珊瑚の宮へ
レトニア国の宮殿は、庁舎にぐるりを囲まれた、七つの建物からなっている。
一つしかない堅牢な門を潜ってすぐにあるのが、式典や謁見を行う黄金の宮。先ほど、アイリが王との対面を果たした場所である。
その奥に、王が政務を行う玻璃の宮。この二つの宮を挟むようにして、西側には王と王族の居住空間である瑪瑙の宮が、東側には神を奉った白銀の宮がある。
これらの建物はすべて渡り廊下で繋がれており、自由に行き来ができた。
そして、王妃たちの住まう後宮は、庭園を挟んで、北に真珠の宮、東に珊瑚の宮、西に瑠璃の宮が離れて建つ。
それぞれ独立した建物であるのは、三人までなら王妃を持てるこの国において、彼女らがむやみに争わないように、との配慮からだった。
とはいえ、実際問題、過去には壮絶な争いを繰り広げたとも言うから、無駄な配慮かもしれないが……。
珊瑚の宮はその名の通り、珊瑚色の壁が特徴的な建物だ。三階建てで、一階に炊事場、食堂、談話室などの団欒スペース。二階は侍女たちの私室と寝室、三階は王妃の私室と寝室となっている。
国王は、午後のお茶の時間などに一階の談話室を訪れる事もあるが、夜は瑪瑙の宮で休む。王妃と夜を共にする時も瑪瑙の宮へ呼び出すので、実質王妃が一人になれるとすれば三階だけ。そのため国王も王妃を気遣い、後宮を訪れる事自体は可能でも、三階に入るのは遠慮していた。
まず談話室に入ったアイリは、美しい部屋の調度品や景色を見るのもそこそこに、深いため息と共に沈むようにしてソファに座り込んだ。
侍女たちが続々と荷物を運び入れる様子を、ただただぼんやりと眺めている。きっと今鏡を見たら、呆けた自分が見返すに違いない。
「お嬢様。大丈夫ですか。お疲れなのでしょう。今日は早めに休みましょうね」
そんなアイリを、やんわりとした口調でそう気遣うのは、古くからザヴィカンナス家に仕え、アイリの乳母でもあるミーナであった。
身長は低めだがふっくらした体型で、見るからに包容力のありそうな女性である。そんなミーナの白いものが混じり始めた黒髪も、今のアイリにとっては羨ましいものだ。

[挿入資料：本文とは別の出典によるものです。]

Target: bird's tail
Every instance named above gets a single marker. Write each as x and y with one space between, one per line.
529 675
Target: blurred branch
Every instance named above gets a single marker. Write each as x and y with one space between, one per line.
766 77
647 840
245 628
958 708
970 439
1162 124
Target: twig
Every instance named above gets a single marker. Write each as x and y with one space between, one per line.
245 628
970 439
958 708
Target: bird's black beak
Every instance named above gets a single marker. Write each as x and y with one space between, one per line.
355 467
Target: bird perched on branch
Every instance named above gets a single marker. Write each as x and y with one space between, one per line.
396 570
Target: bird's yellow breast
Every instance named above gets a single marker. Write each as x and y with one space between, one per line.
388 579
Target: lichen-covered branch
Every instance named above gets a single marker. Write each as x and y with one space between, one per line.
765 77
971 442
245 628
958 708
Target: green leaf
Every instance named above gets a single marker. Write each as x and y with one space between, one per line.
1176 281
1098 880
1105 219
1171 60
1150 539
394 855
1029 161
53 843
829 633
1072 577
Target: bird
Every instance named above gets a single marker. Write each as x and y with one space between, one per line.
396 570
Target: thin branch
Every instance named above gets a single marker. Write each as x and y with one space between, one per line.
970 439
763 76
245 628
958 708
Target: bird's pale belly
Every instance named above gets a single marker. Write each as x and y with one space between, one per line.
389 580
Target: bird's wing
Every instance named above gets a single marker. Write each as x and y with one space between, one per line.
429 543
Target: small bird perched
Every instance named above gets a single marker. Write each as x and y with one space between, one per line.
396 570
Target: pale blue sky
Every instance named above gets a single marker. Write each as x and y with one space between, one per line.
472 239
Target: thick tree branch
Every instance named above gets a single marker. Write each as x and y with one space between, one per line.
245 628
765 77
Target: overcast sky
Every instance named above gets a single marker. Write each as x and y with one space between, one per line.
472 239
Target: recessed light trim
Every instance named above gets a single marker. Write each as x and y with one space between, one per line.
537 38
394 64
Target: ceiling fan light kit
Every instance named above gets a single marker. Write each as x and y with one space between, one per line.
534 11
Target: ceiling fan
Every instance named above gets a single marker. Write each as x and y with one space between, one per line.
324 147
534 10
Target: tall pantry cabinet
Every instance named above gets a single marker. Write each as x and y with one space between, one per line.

幼い頃のアイリは、母親譲りの自分の髪色が大嫌いだった。父親の茶髪の要素が一切なく、兄弟の中で唯一、アイリに受け継がれたその灰金髪。どうして兄弟なのに自分だけ、と両親を困らせた事もあった。
これを変えてくれたのは、元婚約者のエヴァルドである。国王ファビアーノの異母弟であり、自分の義理の弟になってしまった人。彼と家族になるのは、こんな形では無かったはずなのに。
しかし、彼が美しいと言ってくれたおかげで、やっと好きになれていたこの髪が、今は忌々しい。いっそ切り落としてしまいたいが、そんな事をしても意味は無いと分かっていた。